Five Pillow Day!

Two of his pet hates are cushions and pillows.

Two of my favourite things are cushions and pillows.

I always thought of them as somewhat decorative but mostly functional. He thinks they’re just stupid.

Along with the first vague understandings of my health issues came the realisation that pillows and cushions do more than provide comfort for me. They prop me up and support me.

Then over the next couple of years I worked out that I only need one or two (in each place I sit) but on really bad days, I need up to five.
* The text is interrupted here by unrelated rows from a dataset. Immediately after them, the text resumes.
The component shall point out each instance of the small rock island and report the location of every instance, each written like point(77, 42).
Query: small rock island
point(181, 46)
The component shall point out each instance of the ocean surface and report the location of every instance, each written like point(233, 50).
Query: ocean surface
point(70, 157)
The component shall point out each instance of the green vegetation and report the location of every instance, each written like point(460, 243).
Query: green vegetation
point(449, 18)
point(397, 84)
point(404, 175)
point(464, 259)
Today is one such day. One on the left, another on my right, two behind me, and one between my knees. Nothing is able to hold itself in position and even my left hand rests in a pillow as I alternately type and drink tea with my right. The tea cup is placed in exactly the right position so there’s no twisting. For refills I need to ask for help.
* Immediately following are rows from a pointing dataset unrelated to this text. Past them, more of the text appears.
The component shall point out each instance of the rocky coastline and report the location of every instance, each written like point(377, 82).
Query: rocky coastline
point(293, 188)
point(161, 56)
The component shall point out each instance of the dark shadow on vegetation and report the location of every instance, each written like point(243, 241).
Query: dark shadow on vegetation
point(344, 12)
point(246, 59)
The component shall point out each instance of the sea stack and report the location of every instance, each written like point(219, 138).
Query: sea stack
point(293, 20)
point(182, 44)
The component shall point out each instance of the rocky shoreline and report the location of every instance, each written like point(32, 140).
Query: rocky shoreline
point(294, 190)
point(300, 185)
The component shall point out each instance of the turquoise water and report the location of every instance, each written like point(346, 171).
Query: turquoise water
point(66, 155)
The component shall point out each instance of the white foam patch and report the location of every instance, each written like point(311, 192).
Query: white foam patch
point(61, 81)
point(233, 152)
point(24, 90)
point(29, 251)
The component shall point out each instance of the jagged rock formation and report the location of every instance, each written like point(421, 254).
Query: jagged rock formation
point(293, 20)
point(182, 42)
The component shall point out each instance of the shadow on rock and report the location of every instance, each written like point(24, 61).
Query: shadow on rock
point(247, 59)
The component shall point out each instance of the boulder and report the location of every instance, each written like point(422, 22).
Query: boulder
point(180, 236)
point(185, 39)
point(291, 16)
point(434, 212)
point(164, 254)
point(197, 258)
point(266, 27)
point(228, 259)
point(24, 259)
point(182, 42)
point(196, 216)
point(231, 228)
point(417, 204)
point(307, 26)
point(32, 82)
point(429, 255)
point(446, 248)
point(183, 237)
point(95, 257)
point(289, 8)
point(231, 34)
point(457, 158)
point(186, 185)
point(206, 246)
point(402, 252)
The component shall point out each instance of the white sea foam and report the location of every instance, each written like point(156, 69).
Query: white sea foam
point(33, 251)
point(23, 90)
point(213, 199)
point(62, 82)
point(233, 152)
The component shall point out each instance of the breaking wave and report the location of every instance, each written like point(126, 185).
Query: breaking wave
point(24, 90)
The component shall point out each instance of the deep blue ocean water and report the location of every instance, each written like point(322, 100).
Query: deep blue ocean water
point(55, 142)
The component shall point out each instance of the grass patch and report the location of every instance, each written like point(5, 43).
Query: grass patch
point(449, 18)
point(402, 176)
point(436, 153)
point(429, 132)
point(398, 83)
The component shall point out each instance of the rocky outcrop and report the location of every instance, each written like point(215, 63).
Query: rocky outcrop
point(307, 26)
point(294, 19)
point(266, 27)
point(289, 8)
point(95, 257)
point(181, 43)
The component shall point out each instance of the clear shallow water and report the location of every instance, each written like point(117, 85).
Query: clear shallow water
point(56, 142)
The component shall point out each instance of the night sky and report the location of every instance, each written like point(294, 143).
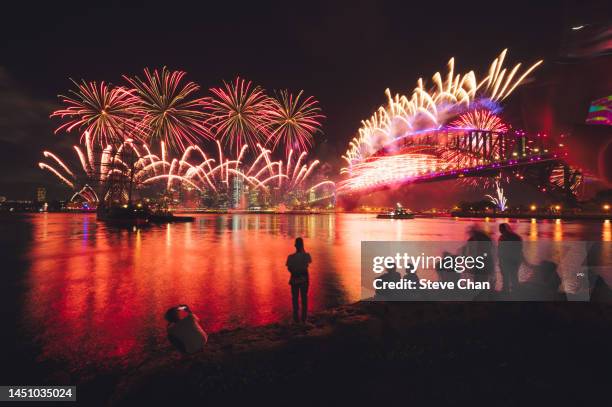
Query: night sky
point(343, 53)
Yesterday we had a huge chat as we discussed the ins and outs of the unpacking processes and how much better it’s been made by having a slow, staggered help and this little flat to crash at through the process. The old me would’ve sent him off to ride or paddle or work… it’s “easier” to do it on my own. But I’m physically in worse shape than I’ve ever been, and we have no choice. We feel like a pair of naughty children sent to our room, not able to come out without the cooperation of the other.

Three hours a day (and three hours only), we drive the two minutes down the road to the apartment, park Molly in her garage underground, and together we attack a handful of boxes.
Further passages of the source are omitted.